17 Nov 2017
Artificial Intelligence (AI) is no longer sci-fi. From driverless cars to the use of machine learning algorithms to improve healthcare services and the financial industry, AI and algorithms are shaping our daily practices and a fast-growing number of fundamental aspects of our societies.
This can lead to dangerous situations in which vital decision making is automated – for instance in credit scoring or sentencing – but limited policies exist for citizens subject to such AI technologies embedded in our social institutions to seek redress. Similarly, well-intended technologists might release AI into society that is ethically unsound.

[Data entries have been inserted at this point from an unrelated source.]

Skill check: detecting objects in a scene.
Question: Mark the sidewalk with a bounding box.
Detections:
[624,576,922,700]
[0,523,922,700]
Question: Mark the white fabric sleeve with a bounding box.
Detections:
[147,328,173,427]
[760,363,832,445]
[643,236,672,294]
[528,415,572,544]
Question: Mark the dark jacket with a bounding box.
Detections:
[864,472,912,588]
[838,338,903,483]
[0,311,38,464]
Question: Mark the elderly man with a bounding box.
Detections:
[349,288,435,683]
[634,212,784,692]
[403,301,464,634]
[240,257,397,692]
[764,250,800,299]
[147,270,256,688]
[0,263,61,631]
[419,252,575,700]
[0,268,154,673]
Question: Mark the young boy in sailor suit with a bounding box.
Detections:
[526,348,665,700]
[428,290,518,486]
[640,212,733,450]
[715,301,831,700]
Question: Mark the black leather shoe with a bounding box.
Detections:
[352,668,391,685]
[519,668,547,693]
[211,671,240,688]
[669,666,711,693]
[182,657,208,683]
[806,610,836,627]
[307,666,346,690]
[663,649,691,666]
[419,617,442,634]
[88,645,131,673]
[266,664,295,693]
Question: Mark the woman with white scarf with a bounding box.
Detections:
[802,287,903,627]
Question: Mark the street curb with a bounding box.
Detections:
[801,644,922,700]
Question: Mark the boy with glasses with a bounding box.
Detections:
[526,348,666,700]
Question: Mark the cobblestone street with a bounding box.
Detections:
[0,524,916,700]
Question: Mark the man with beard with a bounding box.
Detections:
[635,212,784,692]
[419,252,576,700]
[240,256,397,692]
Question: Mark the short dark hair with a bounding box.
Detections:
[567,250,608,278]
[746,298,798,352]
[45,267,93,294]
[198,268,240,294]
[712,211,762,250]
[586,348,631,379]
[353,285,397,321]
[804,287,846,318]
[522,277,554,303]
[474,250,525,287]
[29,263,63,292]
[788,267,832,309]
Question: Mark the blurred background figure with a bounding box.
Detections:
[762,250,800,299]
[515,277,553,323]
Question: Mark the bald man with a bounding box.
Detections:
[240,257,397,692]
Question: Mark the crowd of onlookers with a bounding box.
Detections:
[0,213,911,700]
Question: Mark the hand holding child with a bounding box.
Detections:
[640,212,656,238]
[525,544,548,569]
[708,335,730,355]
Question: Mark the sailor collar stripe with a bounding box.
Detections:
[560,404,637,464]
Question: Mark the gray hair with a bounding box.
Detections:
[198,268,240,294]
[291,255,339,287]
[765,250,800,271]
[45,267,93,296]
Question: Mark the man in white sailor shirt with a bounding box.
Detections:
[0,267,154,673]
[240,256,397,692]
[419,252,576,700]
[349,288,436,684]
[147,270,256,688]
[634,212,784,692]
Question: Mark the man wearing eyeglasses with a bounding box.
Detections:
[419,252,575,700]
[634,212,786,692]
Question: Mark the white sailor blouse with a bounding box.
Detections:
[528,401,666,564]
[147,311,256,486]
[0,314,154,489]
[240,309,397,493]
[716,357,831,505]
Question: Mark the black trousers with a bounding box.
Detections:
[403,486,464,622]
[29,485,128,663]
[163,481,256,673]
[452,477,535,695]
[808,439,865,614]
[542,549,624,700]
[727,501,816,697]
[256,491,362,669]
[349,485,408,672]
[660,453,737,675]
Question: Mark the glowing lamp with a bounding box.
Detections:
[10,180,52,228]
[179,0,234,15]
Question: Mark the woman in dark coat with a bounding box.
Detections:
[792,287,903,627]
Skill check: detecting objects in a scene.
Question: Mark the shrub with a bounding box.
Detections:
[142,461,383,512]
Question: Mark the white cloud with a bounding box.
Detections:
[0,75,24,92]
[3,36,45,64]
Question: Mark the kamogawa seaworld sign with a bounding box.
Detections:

These issues taken together are leading to a renewed focus on, and increasing concern about, the ethical and legal impact of AI on our societies. A growing body of literature on improving the auditability and transparency of algorithms is being developed. More is needed to further a shared understanding of the fundamental issues at the heart of the debate on AI, algorithms, the law, and ethics.
Which is why the Oxford Internet Institute’s Digital Ethics Lab (DELab) is organising a series of two workshops on AI, ethics, and the law. These workshops will take place at the Alan Turing Institute in London in January 2018
The first workshop (day one) is entitled “Ethics and AI governance”. It focuses on ethics and AI, and addresses the foundational questions: What ethical principles (e.g. justice, fairness, equality) should underpin the governance of AI? And who should be in charge of ensuring that AI will be a force for good? The second workshop (day two), is entitled “Explainable and Accountable Algorithms”. It does a deep dive into the legal and policy mechanisms for ensuring transparency and fairness in AI, as well as algorithmic explainability and accountability. Because we believe in engaging the public in these important debates, the first day will end with a public panel discussion at the Alan Turing Institute.
The workshops will bring together a small, selected, international group of experts in the fields of AI, ethics, law, computer science, and politics from different sectors, including academia, the private sector, and political institutions. The invited experts will discuss real-life case-studies as well as more theoretical issues, with the aim of narrowing the divide between the pace of technological development and the ethical and legal frameworks guiding its impact. The goal of this cumulative approach is to facilitate serious, substantive discussion among participants with diverse backgrounds and perspectives.
A selection of papers, based on the workshop discussions, will be published in a special issue of the topic in 2018.